The Watchtower API uses SQLite with the following structure:

Notifications Table: | Column | Type | Description | |----------|------|-------------| | pushToken | TEXT | Device push notification token | | vaultId | TEXT | Associated vault ID | | walletUUID | TEXT | Unique ID for the wallet | | walletName | TEXT | Name of the wallet containing the vault | | vaultNumber | INTEGER | The nth vault created in the wallet | | watchtowerId | TEXT | Client-provided unique ID for the watchtower instance used for registration | | firstAttemptAt | INTEGER | Unix timestamp of first notification attempt | | acknowledged | INTEGER | Whether notification was acknowledged (0=no, 1=yes) | | lastAttemptAt | INTEGER | Unix timestamp of last notification attempt | | attemptCount | INTEGER | Number of notification attempts made | | locale | TEXT | User's preferred language (default: 'en') |

Vault Transactions Table: | Column | Type | Description | |--------|------|-------------| | txid | TEXT | Primary Key - Transaction ID to monitor | | vaultId | TEXT | Associated vault ID | | status | TEXT | Status: 'unchecked', 'unseen', 'reversible', 'irreversible' | | commitmentTxid | TEXT | The txid of the commitment transaction (when using commitments) |

Commitments Table: | Column | Type | Description | |--------|------|-------------| | txid | TEXT | Primary Key - Transaction ID of the commitment | | vaultId | TEXT | Associated vault ID | | created_at | INTEGER | Unix timestamp when the commitment was registered |

Network State Table: | Column | Type | Description | |--------|------|-------------| | id | INTEGER | Primary Key (always 1) | | last_checked_height | INTEGER | Last block height that was checked |

Authorized Addresses Table (in separate database): | Column | Type | Description | |--------|------|-------------| | address | TEXT | Primary Key - Btc address authorized to use the service | | created_at | TIMESTAMP | When the address was added to the database |

This table is stored in a separate database file ({networkId}.sqlite) and is managed by another process.

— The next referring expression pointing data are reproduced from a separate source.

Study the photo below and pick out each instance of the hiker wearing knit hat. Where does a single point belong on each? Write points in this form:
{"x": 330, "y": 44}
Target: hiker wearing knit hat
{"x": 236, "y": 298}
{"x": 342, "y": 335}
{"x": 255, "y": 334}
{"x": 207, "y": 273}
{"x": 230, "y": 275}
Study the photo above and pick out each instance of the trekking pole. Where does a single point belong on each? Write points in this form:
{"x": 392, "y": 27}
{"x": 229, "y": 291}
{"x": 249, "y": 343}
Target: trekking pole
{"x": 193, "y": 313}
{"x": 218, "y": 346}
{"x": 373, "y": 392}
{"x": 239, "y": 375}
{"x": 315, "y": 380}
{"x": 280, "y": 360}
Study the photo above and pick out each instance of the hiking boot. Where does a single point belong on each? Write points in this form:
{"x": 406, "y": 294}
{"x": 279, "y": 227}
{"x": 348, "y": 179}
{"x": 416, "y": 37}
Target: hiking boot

The watchtower only reads from this database when commitment verification is enabled.

🎯 Summary

The Watchtower API efficiently tracks Bitcoin transactions related to vaults and notifies users when their funds are accessed. It is designed to minimize redundant API calls and maximize efficiency in blockchain polling.

By combining commitment verification, efficient blockchain monitoring, and persistent push notifications, the Watchtower provides a robust security layer for Bitcoin vault users.